Have you tried to move the cold air down instead of the warm air up?  Warm air is harder to move because it is lighter.  try blowing the cold air down and the pressure difference should cause the warm air to travel up. this works well in my house.  i use a small fan at the top of the stairs on the floor blowing down.  Of course I still have to use a space heater for the kiddies room but they will stay about 60 when the down stairs in 68-70.


----------



## pegdot (Jan 5, 2008)

I think that blowing cold air from the area you are trying to heat towards the stove is your best bet. 

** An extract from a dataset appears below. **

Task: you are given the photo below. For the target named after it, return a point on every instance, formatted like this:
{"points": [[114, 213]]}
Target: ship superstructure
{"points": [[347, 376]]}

I recently discovered that once I get the air current going in your house-cold air at floor level going towards stove & warm air at ceiling level moving away from stove- that I can cut off the fan and it continues to move on it's own. I use a candle to check the current by holding it up to the top of each doorway and then down next to the floor. When I found a "dead" spot, where the flame was straight up, I knew I needed a fan there. It took a little experimenting but now that I know where I need to put the fan I can get the current going in under 15 minutes for the whole house and turn the fan off. As long as the stove is running the current continues so it's only necessary to turn the fan back on if the stove has been off for a while. 

I have a single story house so I have no idea how well this will work with a two story but I think it's worth a try. Good luck and please, let us know how you make out!


----------



## Fire (Jan 5, 2008)

Sound like the same set up I have, let the stove burn continuous and second floor will eventually catch up. It may take 4-5 hours. My stove never gets turned off and second floor remains approx 3-4 degrees cooler. Adjust temp accordingly.


----------



## slheinlein (Jan 7, 2008)

pegdot said:
			
		

> Can you give us some idea of your floorplan? Like where the stove is and where the stairs are? Are you currently using any fans to move the air?



To those who asked...My home is a traditional colonial style home.  Basically 2 square floors that are 30X40 and another room hanging off the end.  Also, My stove is in the living room in the far left corner of the house.  The stair case is in the middle and faces the front of the house and (not towards the stove).    I have a ceiling fan in the living room where the stove is.  All bedrooms upstairs have ceiling fans.  All fans are currently pushing air upwards.

I've tried a fan at the bottom of the stairs point up and also at the top of the stairs point down (not at the same time ) but not sure either worked that well.  Although its difficult to tell.  My front door is at the bottom of the stairs so i am concerned about pushing cold air from the door upstairs when the fan is at the bottom of the stairs.

I like the candle idea and might try that.  Any other ideas would be great.


----------